A rare edition of Shakespeare’s First Folio may boast a previously unheralded connection to Paradise Lost poet John Milton.
As Alison Flood reports for the Guardian, new research conducted by Cambridge University’s Jason Scott-Warren suggests Milton, the Bard’s near-contemporary and a literary luminary in his own right, penned annotations found in a copy of the 1623 collection. This text, donated to the Free Library of Philadelphia in 1944, represents the first published collection of Shakespeare’s plays and is one of around 230 folios known to survive today.
Scott-Warren, director of the Cambridge Centre for Material Texts, proposed the new attribution after reading an article on the folio and noticing that notes scribbled by the anonymous annotator bore a striking resemblance to Milton’s handwriting.
“I always think ‘I recognize that handwriting,’” he tells Flood. “I go and check and normally I’m wrong. This time I thought: ‘The case is getting stronger and stronger.’”
The Cambridge scholar initially floated his theory in a blog post published earlier this month, writing, “If this book is what I think it is, it’s quite a big deal.” Although the evidence cited was “strictly palaeographical,” or based on similarities between the folio owner’s and Milton’s penmanship, academics from around the world have since reaffirmed Scott-Warren’s assessment, pointing out parallels beyond handwriting and lending additional credence to the claim.
Claire M.L. Bourne, a Pennsylvania State University professor who wrote the article that inspired Scott-Warren’s discovery, spent 10 years studying the folio.

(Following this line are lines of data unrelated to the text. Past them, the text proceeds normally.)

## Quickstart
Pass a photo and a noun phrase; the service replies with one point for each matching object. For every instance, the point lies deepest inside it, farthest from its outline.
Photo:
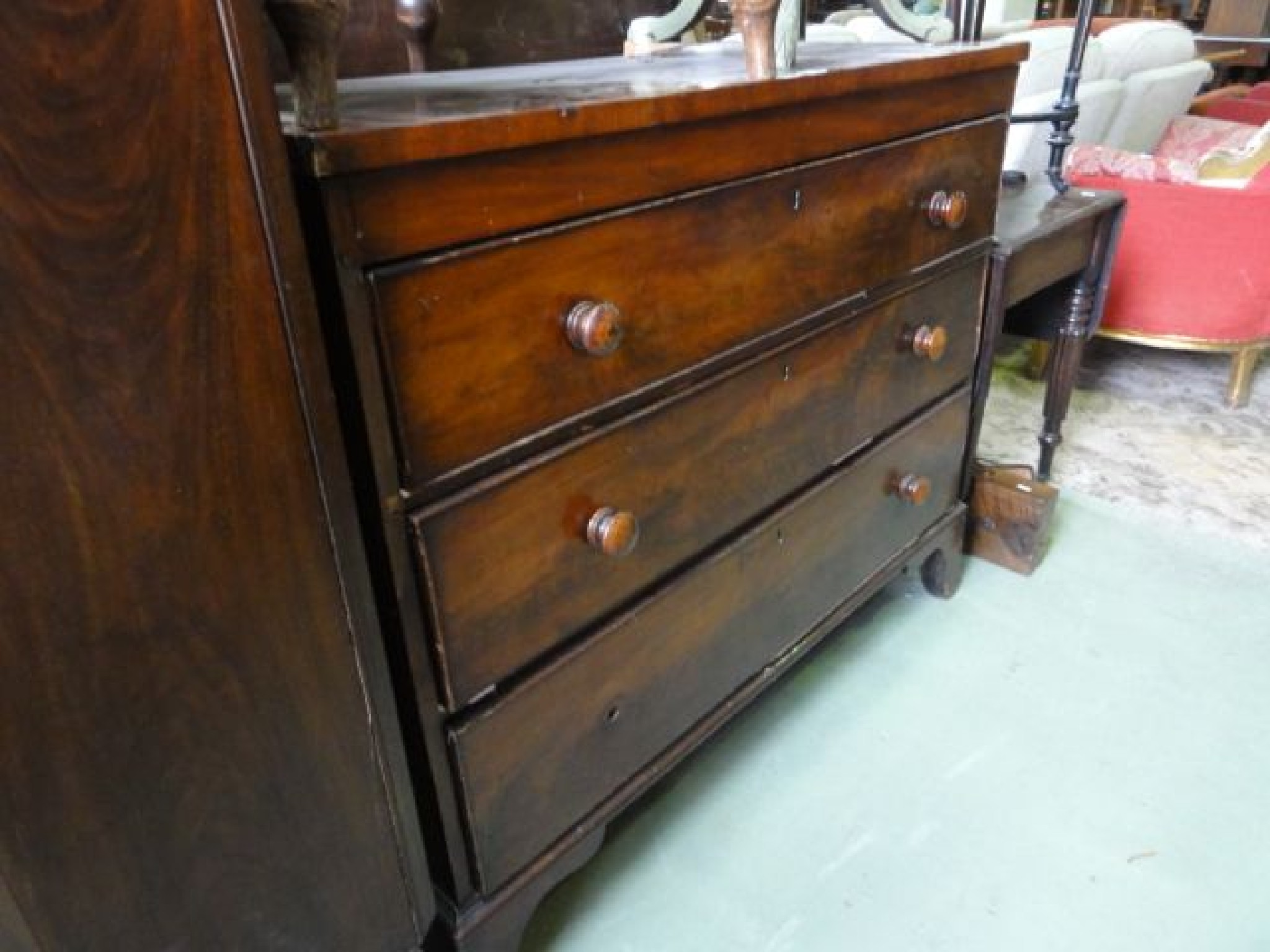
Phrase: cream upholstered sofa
(1041, 82)
(1137, 76)
(1156, 63)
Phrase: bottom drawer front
(550, 752)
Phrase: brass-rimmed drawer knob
(595, 328)
(912, 489)
(929, 342)
(613, 531)
(948, 209)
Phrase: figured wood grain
(187, 756)
(660, 668)
(691, 471)
(407, 211)
(414, 118)
(474, 343)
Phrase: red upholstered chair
(1192, 271)
(1237, 103)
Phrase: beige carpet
(1148, 431)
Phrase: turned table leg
(1065, 363)
(418, 22)
(310, 32)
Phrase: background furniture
(1236, 103)
(1209, 293)
(1137, 76)
(1049, 277)
(1241, 18)
(653, 375)
(198, 744)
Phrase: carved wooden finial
(310, 32)
(418, 22)
(756, 19)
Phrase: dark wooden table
(1048, 280)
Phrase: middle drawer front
(554, 749)
(511, 569)
(475, 343)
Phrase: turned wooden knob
(912, 489)
(929, 342)
(595, 328)
(948, 209)
(613, 531)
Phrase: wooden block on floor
(1010, 516)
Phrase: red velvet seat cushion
(1192, 262)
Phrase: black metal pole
(1066, 110)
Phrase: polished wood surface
(624, 350)
(689, 471)
(1241, 18)
(484, 195)
(643, 682)
(453, 329)
(406, 120)
(192, 752)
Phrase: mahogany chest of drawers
(652, 376)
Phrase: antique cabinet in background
(1241, 18)
(197, 742)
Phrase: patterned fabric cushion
(1085, 159)
(1191, 138)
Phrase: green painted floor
(1073, 762)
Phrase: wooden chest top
(398, 120)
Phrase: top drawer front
(477, 353)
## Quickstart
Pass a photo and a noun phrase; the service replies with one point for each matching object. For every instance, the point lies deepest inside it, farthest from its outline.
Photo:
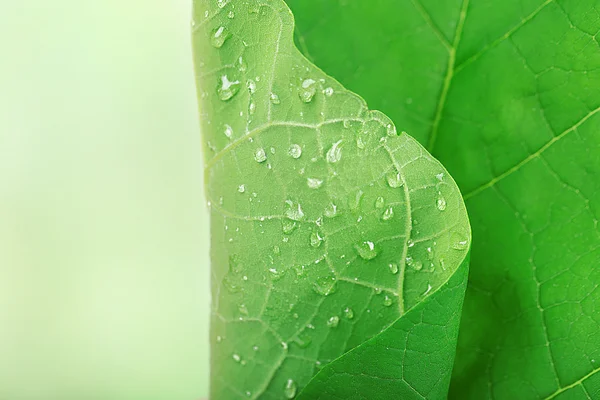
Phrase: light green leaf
(506, 94)
(331, 231)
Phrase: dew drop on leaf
(314, 183)
(260, 155)
(333, 322)
(307, 90)
(366, 250)
(295, 151)
(334, 154)
(219, 36)
(348, 313)
(394, 179)
(290, 389)
(228, 88)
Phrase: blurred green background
(103, 232)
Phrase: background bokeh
(103, 231)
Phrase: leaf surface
(335, 237)
(506, 94)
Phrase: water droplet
(394, 179)
(314, 183)
(290, 389)
(334, 154)
(315, 239)
(387, 301)
(219, 36)
(289, 226)
(295, 151)
(251, 85)
(366, 250)
(260, 155)
(307, 90)
(275, 99)
(355, 199)
(441, 203)
(330, 210)
(228, 131)
(333, 322)
(348, 313)
(228, 88)
(294, 211)
(324, 285)
(387, 214)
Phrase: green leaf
(506, 94)
(335, 237)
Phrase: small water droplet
(307, 90)
(228, 88)
(290, 389)
(388, 214)
(295, 151)
(330, 210)
(366, 250)
(333, 322)
(294, 211)
(394, 179)
(275, 99)
(228, 131)
(289, 226)
(219, 36)
(348, 313)
(314, 183)
(387, 301)
(260, 155)
(334, 154)
(251, 85)
(441, 203)
(315, 239)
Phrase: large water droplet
(333, 322)
(228, 88)
(307, 90)
(314, 183)
(440, 203)
(290, 389)
(334, 154)
(275, 99)
(387, 301)
(295, 151)
(219, 36)
(394, 179)
(366, 250)
(315, 239)
(330, 210)
(348, 313)
(388, 214)
(294, 211)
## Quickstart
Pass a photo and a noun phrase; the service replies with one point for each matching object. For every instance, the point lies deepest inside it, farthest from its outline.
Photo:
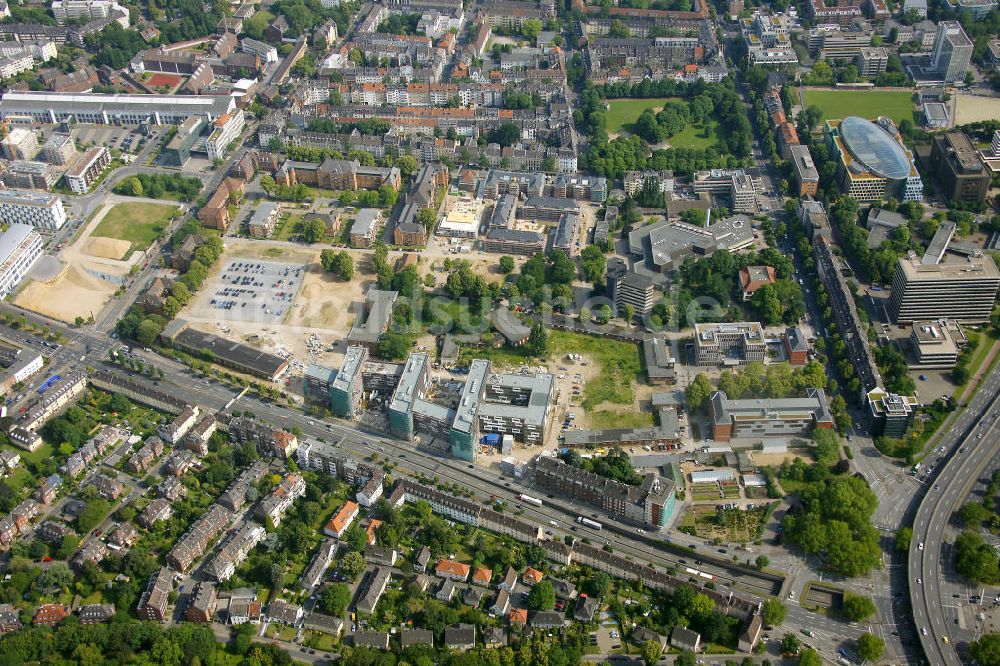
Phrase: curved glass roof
(874, 148)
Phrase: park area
(137, 224)
(622, 114)
(726, 525)
(869, 104)
(91, 269)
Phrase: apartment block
(87, 169)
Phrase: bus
(534, 501)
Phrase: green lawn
(624, 112)
(869, 104)
(138, 223)
(696, 136)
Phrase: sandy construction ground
(107, 248)
(93, 271)
(972, 108)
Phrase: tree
(685, 658)
(774, 612)
(857, 607)
(542, 596)
(903, 538)
(334, 599)
(651, 652)
(870, 647)
(352, 565)
(313, 230)
(343, 265)
(699, 391)
(975, 559)
(599, 584)
(986, 651)
(810, 657)
(505, 134)
(538, 340)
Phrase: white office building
(52, 108)
(20, 247)
(226, 129)
(37, 209)
(88, 10)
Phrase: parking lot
(258, 291)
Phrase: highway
(972, 445)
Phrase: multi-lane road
(971, 445)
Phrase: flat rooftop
(236, 353)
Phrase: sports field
(870, 104)
(138, 223)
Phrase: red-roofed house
(452, 570)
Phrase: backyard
(836, 104)
(137, 223)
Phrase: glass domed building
(874, 163)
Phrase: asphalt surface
(972, 444)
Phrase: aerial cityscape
(500, 332)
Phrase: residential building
(936, 344)
(650, 503)
(203, 603)
(95, 613)
(806, 174)
(374, 587)
(264, 220)
(773, 417)
(752, 278)
(20, 143)
(20, 248)
(172, 432)
(153, 603)
(960, 168)
(36, 209)
(225, 130)
(58, 148)
(339, 524)
(87, 169)
(963, 290)
(729, 343)
(102, 109)
(289, 489)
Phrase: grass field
(618, 361)
(865, 103)
(623, 112)
(137, 223)
(696, 136)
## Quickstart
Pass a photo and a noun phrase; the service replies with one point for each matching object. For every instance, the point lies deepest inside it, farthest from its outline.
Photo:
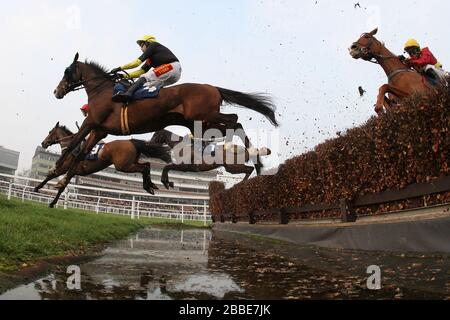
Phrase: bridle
(376, 57)
(366, 51)
(62, 140)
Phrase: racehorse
(177, 105)
(231, 157)
(403, 81)
(124, 155)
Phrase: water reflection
(164, 264)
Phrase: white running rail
(80, 197)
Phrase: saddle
(144, 92)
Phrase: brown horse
(403, 81)
(124, 155)
(177, 105)
(231, 157)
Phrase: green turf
(30, 232)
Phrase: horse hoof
(166, 184)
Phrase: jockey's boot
(125, 97)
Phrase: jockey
(160, 68)
(84, 110)
(423, 61)
(93, 155)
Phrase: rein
(366, 50)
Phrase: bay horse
(178, 105)
(402, 81)
(230, 157)
(124, 155)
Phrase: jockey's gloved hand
(116, 70)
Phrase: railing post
(284, 216)
(347, 211)
(138, 211)
(133, 208)
(97, 208)
(10, 191)
(252, 218)
(66, 195)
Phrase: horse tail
(257, 102)
(153, 150)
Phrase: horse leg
(145, 170)
(85, 129)
(248, 145)
(379, 106)
(94, 138)
(240, 169)
(184, 168)
(54, 173)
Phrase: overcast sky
(294, 50)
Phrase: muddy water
(164, 264)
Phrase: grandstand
(9, 161)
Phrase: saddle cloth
(143, 92)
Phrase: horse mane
(102, 70)
(66, 130)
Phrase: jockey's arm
(133, 64)
(135, 74)
(425, 58)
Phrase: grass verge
(30, 232)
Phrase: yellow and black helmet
(146, 39)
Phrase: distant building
(9, 161)
(229, 179)
(187, 185)
(42, 162)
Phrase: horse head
(366, 47)
(55, 136)
(71, 79)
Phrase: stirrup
(121, 97)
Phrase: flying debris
(361, 91)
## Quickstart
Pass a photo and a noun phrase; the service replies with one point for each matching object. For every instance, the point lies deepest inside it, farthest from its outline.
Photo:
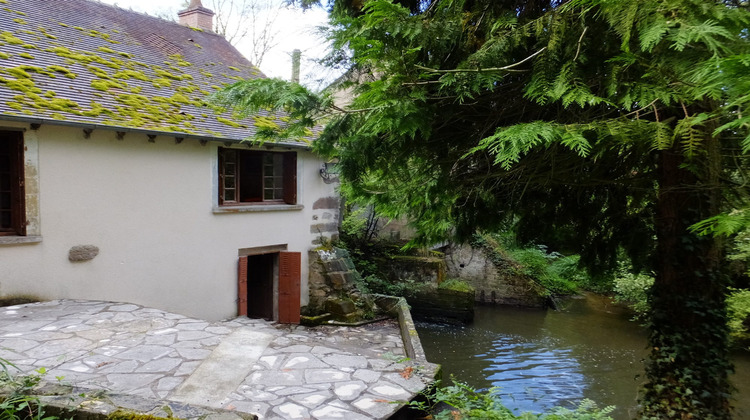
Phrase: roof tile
(88, 63)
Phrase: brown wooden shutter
(18, 214)
(221, 176)
(289, 287)
(242, 287)
(290, 177)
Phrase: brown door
(255, 281)
(242, 287)
(289, 287)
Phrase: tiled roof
(83, 62)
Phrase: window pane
(230, 195)
(4, 182)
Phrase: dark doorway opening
(260, 276)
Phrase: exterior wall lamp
(329, 172)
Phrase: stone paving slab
(289, 372)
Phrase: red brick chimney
(197, 16)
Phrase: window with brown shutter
(12, 206)
(248, 176)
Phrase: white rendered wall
(149, 207)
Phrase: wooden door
(242, 287)
(289, 287)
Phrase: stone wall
(325, 219)
(495, 284)
(332, 275)
(428, 270)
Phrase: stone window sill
(257, 208)
(17, 240)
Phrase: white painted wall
(149, 209)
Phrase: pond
(543, 358)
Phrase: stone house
(118, 182)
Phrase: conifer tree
(605, 125)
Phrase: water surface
(541, 359)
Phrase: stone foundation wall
(492, 284)
(332, 274)
(429, 270)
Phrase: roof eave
(176, 134)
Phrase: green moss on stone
(167, 75)
(105, 85)
(160, 83)
(96, 110)
(20, 85)
(266, 123)
(180, 98)
(8, 37)
(230, 122)
(62, 70)
(127, 74)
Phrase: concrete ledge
(397, 307)
(85, 404)
(257, 208)
(16, 240)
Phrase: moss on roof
(157, 76)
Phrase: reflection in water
(541, 359)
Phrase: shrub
(632, 289)
(738, 309)
(18, 403)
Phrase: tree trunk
(688, 367)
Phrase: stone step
(224, 369)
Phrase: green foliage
(377, 284)
(633, 289)
(738, 304)
(557, 273)
(468, 403)
(596, 125)
(18, 403)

As she explains to the Washington Post’s Hannah Natanson, the commentator’s “very precise, granular engagement with the text”—including such proposed edits as “wicked tongue” rather than “idle tongue” and “past hope, past cure, past help” instead of “past hope, past care, past help”—“really excited me.”
Although Bourne recorded an array of insights on the annotations, including potential dates for their creation and the unusual approach adopted by their maker, she was never able to identify the folio reader. “Sometimes it just takes differently trained eyes to see a connection,” Bourne writes in a blog post, “and this week, Jason Scott-Warren did just that.”
Per the Post’s Natanson, the marginalia ranges from line edits to flagged passages, revised examples of iambic pentameter, and even newly proposed titles: Rather than Romeo and Juliet, for example, the reader suggests Juliet and Romeo. Despite the extensive nature of the annotations, Scott-Warren tells Natanson he doesn’t think Milton was attempting to prove his superiority over Shakespeare. Instead, he says, Milton likely strove to correct errors introduced by the printer and build on the “immense potential of the texts.”
“Milton is a real admirer of Shakespeare,” Scott-Warren adds. “He thinks Shakespeare is a brilliant writer, and he wants the text to be as brilliant as it can be.”
In recognition of the newly raised attribution, the Free Library of Philadelphia has opted to place its copy of the First Folio on view through October 19. While it will likely prove impossible to definitively identify the markings as Milton’s hand, Aaron Pratt, curator of early books and manuscripts at the University of Texas at Austin, tells the Post that a painstaking pairing of each annotation with a known example of the Paradise Lost poet’s writing must be conducted to even come close to “smoking gun-level proof.” (Bourne and Scott-Warren say they are currently working on a paper aimed at highlighting such connections.)
“It’s incredibly exciting and rare for scholars to have any new document that can give us a glimpse into the way an early writer wrote,” Pratt says. “Immensely more exciting, needless to say, if the document shows one of England’s most famous writers in conversation with the most famous one.”